Maurice, 1er mars 2019 – La Commission de l’océan Indien (COI) a organisé les 28 février et 1er mars la première réunion du Comité de pilotage de la phase 3 du projet de veille sanitaire (RSIE 3), qui étendra ses activités jusqu’en 2023. Une quarantaine de représentants des  Etats membres et du réseau régional de surveillance épidémiologique et gestion des alertes  (SEGA-One Health) ainsi que le partenaire technique et financier du projet, l’Agence  Française de Développement (AFD), ont participé à cet atelier, qui a permis une  réaffirmation de leur implication dans le domaine de la santé publique, en matière de
surveillance et de riposte aux épidémies, au niveau régional.

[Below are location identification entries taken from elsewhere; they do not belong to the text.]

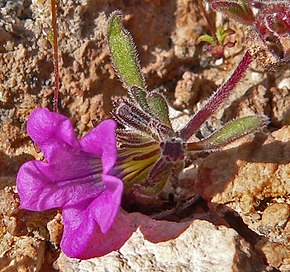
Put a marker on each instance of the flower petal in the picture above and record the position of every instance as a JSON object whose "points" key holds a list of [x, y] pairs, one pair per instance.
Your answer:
{"points": [[79, 227], [51, 130], [105, 208], [40, 186], [85, 224], [102, 142]]}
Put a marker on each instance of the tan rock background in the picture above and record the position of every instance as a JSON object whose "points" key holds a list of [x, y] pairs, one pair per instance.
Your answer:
{"points": [[243, 221]]}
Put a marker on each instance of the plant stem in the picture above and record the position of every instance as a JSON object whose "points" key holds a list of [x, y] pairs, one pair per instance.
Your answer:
{"points": [[55, 55], [217, 98], [211, 27]]}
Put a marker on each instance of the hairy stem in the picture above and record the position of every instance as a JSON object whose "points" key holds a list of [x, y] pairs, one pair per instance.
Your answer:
{"points": [[55, 55], [217, 98]]}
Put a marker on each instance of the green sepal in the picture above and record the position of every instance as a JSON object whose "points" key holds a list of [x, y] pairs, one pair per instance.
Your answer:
{"points": [[232, 131], [223, 33], [159, 107], [123, 52], [206, 38], [139, 95]]}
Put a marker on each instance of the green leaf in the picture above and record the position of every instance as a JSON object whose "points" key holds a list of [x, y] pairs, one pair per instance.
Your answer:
{"points": [[232, 131], [223, 33], [159, 107], [206, 38], [123, 52]]}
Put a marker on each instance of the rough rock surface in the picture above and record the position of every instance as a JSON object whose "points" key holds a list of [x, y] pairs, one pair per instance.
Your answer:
{"points": [[253, 180], [201, 247], [250, 229]]}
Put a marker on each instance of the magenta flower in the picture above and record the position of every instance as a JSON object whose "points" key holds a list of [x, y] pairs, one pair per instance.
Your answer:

L’AFD a renouvelé sa coopération en accordant un financement de 8 millions d’euros pour la  troisième phase du projet. Un partenariat solide, « expression d’une confiance mutuelle qui  s’approfondit depuis dix ans », souligne Mme Koulthoum Djamadar, chargée de mission au sein de la COI. Le projet RSIE 3, à travers lequel la COI réaffirme son engagement pour aider à assurer la  protection de la population et l’économie de ses Etats membres, a pour objectif de
consolider et pérenniser le réseau SEGA-One Health, institutionnalisé le 1er mars 2017 par la  charte signée par les ministres membres du Conseil de la COI, et de renforcer son unité de  veille sanitaire.

Bénéficiant de l’expertise d’une nouvelle équipe multidisciplinaire, le projet RSIE 3 vise à  fédérer les Etats membres autour de la problématique de la santé publique, face à la “réalité  d’un destin commun, avec la santé comme une des priorités sectorielles”, comme l’a  mentionné M. Marc Dubernet, directeur du bureau régional océan Indien de l’AFD. Ce projet  tient toutefois compte des spécificités de chaque Etat membre. Dans cette optique,  plusieurs missions de terrain ont été organisées en janvier 2019 afin de recueillir les besoins  de chaque Etat membre et d’identifier les axes prioritaires. Ces informations ont été
partagées lors de ces deux jours d’atelier afin de garantir une adéquation entre les activités  du programme et les réalités de terrain. Une approche participative saluée par le ministère  de la Santé de la République de Maurice, représenté par le Dr Vasantrao Gujadhur, directeur des Health Services.

La vulnérabilité particulière de la région indianocéanique, soulignée par Mme Koulthoum  Djamadar, implique une prise en considération de l’impact du changement climatique et des  catastrophes naturelles sur la santé et les risques épidémiologiques. Un lien entre climat et  santé qui appelle à une amélioration de la prévention et de l’état de préparation des pays, y compris la mise en place de systèmes de santé capables de s’adapter aux changements  climatiques et de devenir plus résilients.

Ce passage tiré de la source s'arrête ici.